Molti movimenti ecologisti, libertari, femministi, stanno ponendo al centro della loro riflessione la questione animalista, come sostrato di tutte le altre, come punto di partenza per focalizzare, a partire dalle radici, il fenomeno dello sfruttamento, della violenza dell’uomo sull’uomo. Perchè ogni volta che si è voluta affermare la supremazia , di un popolo sull’altro, di un sesso sull’altro, di un’etnia sull’altra, si è fatto ricorso alla loro deumanizzazione, alla loro ascrizione all’universo animale. I neri erano scimmie appena scese dagli alberi, gli ebrei erano blatte, topi, insetti. Le donne sono vacche o mucche o scrofe. E quindi è lecito opprimerli, sfruttarli, dando per scontato che è permesso, naturale, sfruttare, opprimere, seviziare gli animali in ogni modo possibile.

Mangiare carne, demandando l’uccisione dell’animale agli operatori del settore, è ancora dimostrazione di ferocia, machismo, potenza. Il malavitoso, il mafioso è carnivoro si pone al vertice della catena, nessuno è più predatore di lui.

Ad oggi il veganesimo- se non anche il vegetarianesimo- viene vissuto ancora come una moda, un vezzo, un fastidio, da ascrivere a una debolezza, dai tratti femminei, o patologici, qualcosa da ridicolizzare o su cui sorvolare, per pensare alle cose serie.

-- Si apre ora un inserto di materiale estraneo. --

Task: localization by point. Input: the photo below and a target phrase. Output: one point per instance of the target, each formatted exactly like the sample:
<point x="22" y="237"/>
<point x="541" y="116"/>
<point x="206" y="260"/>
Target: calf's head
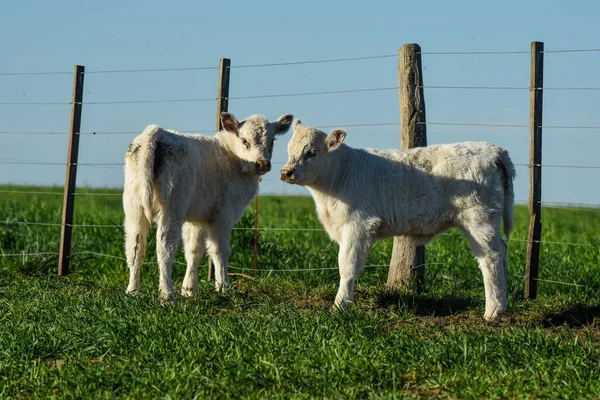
<point x="255" y="137"/>
<point x="308" y="150"/>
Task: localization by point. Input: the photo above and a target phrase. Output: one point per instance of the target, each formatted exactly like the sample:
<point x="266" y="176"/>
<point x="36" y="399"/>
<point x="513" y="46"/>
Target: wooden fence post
<point x="71" y="175"/>
<point x="222" y="105"/>
<point x="407" y="269"/>
<point x="536" y="96"/>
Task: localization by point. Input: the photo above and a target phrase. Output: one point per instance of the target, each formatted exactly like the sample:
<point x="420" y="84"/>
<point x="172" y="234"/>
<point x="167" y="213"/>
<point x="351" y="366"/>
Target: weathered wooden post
<point x="222" y="105"/>
<point x="71" y="175"/>
<point x="407" y="269"/>
<point x="536" y="95"/>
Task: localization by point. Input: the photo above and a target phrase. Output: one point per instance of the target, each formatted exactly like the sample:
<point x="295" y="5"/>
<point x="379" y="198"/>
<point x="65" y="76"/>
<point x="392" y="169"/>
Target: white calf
<point x="197" y="184"/>
<point x="365" y="194"/>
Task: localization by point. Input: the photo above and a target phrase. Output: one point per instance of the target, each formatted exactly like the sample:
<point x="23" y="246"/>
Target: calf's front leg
<point x="354" y="247"/>
<point x="218" y="248"/>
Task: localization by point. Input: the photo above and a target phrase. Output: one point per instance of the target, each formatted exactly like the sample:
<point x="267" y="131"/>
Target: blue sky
<point x="110" y="35"/>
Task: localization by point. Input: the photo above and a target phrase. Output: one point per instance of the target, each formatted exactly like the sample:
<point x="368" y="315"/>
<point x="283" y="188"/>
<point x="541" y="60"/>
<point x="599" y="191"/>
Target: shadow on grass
<point x="423" y="305"/>
<point x="578" y="316"/>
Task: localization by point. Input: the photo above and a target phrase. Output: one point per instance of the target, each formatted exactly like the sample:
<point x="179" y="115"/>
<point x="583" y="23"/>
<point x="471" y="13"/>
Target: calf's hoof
<point x="188" y="292"/>
<point x="341" y="305"/>
<point x="493" y="318"/>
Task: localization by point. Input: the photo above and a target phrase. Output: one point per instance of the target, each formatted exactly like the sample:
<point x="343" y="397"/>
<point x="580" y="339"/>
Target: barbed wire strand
<point x="331" y="60"/>
<point x="473" y="87"/>
<point x="342" y="125"/>
<point x="305" y="269"/>
<point x="29" y="254"/>
<point x="275" y="229"/>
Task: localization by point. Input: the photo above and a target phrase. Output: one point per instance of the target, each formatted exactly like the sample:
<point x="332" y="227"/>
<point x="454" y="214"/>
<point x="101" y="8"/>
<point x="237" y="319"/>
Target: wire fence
<point x="582" y="206"/>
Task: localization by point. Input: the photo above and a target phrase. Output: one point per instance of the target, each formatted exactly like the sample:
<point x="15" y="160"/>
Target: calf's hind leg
<point x="193" y="243"/>
<point x="136" y="237"/>
<point x="490" y="251"/>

Pensiamo alle cose importanti, queste sono stupidaggini.

Invece sono la base. Lo dicono molti filosofi, molti scrittori, molti intellettuali.

Lo dice chi ha un’anima. E ne ha fatto il suo cavallo di battaglia Joaquin Phoenix, che, indimenticabile, ha voluto dedicare agli altri dannati della terra, l’oscar vinto interpretando uno dei dannati della terra.

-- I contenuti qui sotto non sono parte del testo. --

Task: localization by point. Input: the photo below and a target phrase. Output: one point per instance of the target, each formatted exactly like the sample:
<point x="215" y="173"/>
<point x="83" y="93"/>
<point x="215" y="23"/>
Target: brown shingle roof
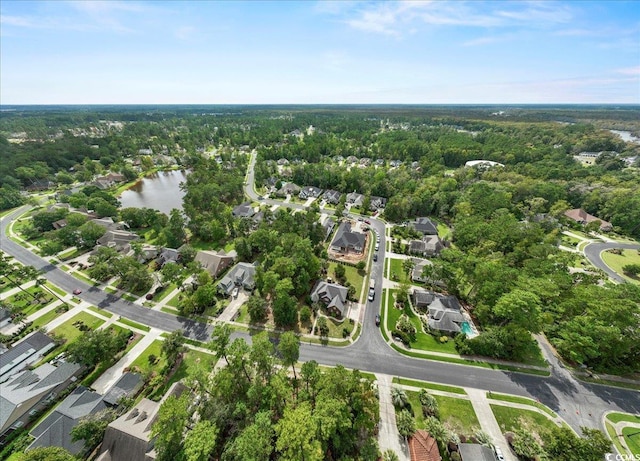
<point x="423" y="447"/>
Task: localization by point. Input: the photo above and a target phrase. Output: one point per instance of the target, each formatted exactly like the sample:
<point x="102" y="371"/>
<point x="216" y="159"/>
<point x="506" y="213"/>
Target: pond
<point x="160" y="191"/>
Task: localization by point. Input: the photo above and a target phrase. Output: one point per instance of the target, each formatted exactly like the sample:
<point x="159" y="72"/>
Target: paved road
<point x="578" y="405"/>
<point x="592" y="252"/>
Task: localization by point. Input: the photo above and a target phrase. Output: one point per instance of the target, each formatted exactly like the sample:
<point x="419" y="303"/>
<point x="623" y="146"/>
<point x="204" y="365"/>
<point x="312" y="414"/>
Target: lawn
<point x="512" y="419"/>
<point x="133" y="324"/>
<point x="46" y="318"/>
<point x="191" y="359"/>
<point x="423" y="341"/>
<point x="456" y="414"/>
<point x="617" y="417"/>
<point x="632" y="442"/>
<point x="71" y="332"/>
<point x="26" y="302"/>
<point x="523" y="400"/>
<point x="397" y="273"/>
<point x="616" y="262"/>
<point x="142" y="361"/>
<point x="351" y="273"/>
<point x="438" y="387"/>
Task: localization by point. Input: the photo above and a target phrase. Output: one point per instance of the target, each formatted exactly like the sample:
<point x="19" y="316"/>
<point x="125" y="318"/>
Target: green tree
<point x="48" y="454"/>
<point x="168" y="428"/>
<point x="257" y="309"/>
<point x="406" y="424"/>
<point x="254" y="442"/>
<point x="92" y="427"/>
<point x="296" y="435"/>
<point x="173" y="347"/>
<point x="200" y="441"/>
<point x="289" y="348"/>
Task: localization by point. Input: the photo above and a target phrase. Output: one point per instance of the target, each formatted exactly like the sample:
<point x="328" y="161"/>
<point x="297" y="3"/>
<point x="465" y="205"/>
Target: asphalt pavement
<point x="581" y="405"/>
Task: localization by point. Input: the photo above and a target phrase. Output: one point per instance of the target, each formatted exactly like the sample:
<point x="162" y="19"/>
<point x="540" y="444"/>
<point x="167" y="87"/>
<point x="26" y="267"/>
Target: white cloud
<point x="394" y="18"/>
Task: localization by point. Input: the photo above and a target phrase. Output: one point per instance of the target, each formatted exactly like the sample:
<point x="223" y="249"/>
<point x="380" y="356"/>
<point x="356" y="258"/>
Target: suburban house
<point x="22" y="354"/>
<point x="482" y="164"/>
<point x="332" y="196"/>
<point x="29" y="391"/>
<point x="118" y="239"/>
<point x="5" y="319"/>
<point x="128" y="438"/>
<point x="475" y="452"/>
<point x="355" y="199"/>
<point x="346" y="241"/>
<point x="242" y="275"/>
<point x="215" y="262"/>
<point x="59" y="224"/>
<point x="333" y="296"/>
<point x="328" y="224"/>
<point x="582" y="217"/>
<point x="55" y="429"/>
<point x="423" y="447"/>
<point x="425" y="226"/>
<point x="377" y="203"/>
<point x="108" y="223"/>
<point x="418" y="268"/>
<point x="309" y="192"/>
<point x="243" y="211"/>
<point x="168" y="255"/>
<point x="444" y="313"/>
<point x="430" y="245"/>
<point x="288" y="189"/>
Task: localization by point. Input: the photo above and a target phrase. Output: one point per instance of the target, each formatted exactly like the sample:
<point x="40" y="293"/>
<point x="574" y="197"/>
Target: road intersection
<point x="578" y="403"/>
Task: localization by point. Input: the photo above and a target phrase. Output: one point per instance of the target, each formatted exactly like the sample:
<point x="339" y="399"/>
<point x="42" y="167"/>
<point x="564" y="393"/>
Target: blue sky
<point x="259" y="52"/>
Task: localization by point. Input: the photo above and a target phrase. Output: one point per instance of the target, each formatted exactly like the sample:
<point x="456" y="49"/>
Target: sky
<point x="260" y="52"/>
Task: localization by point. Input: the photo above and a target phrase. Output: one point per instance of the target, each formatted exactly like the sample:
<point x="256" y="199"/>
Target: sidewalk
<point x="388" y="435"/>
<point x="110" y="376"/>
<point x="488" y="421"/>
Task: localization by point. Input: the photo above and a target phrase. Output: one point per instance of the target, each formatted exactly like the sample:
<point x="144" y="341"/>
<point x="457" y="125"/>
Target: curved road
<point x="592" y="252"/>
<point x="580" y="404"/>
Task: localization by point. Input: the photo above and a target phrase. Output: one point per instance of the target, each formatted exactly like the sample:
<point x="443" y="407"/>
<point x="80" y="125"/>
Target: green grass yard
<point x="351" y="273"/>
<point x="512" y="419"/>
<point x="616" y="262"/>
<point x="456" y="414"/>
<point x="71" y="332"/>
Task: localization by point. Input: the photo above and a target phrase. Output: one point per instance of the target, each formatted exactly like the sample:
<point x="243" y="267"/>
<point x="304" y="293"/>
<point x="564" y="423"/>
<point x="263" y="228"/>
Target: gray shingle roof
<point x="345" y="239"/>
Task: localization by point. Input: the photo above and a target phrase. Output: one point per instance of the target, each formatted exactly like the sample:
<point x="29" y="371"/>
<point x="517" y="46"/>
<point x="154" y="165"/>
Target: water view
<point x="160" y="191"/>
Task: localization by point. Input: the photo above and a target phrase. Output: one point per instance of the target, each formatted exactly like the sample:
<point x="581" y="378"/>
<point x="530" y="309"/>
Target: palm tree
<point x="399" y="397"/>
<point x="437" y="431"/>
<point x="429" y="404"/>
<point x="406" y="424"/>
<point x="390" y="455"/>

E, il 22 aprile, giornata mondiale del nostro pianeta, è stato proiettato Indigo, un cortometraggio che documenta il salvataggio di una mucca e di un vitello da un macello di Los Angeles. Joaquin Phoenix è il volto di questo video, e ci racconta le sue emozioni e quelle dell’animale spaurito e tremante tra le sue braccia. E, mentre i titoli di coda scorrono, si leggono i dati della strage quotidiana su cui galleggia, come una zattera su un oceano di sangue, l’animale uomo:

Si stima che la produzione di carne raddoppierà entro il 2050. Ogni anno vengono macellati 80 miliardi di animali. Questo numero non tiene conto dei pesci. Come potremo allevare 160 miliardi di animali ogni anno? Facendo spazio nelle foreste. Ma abbiamo già distrutto il 50% delle foreste nel mondo, e gli alberi assorbono naturalmente i gas inquinanti”.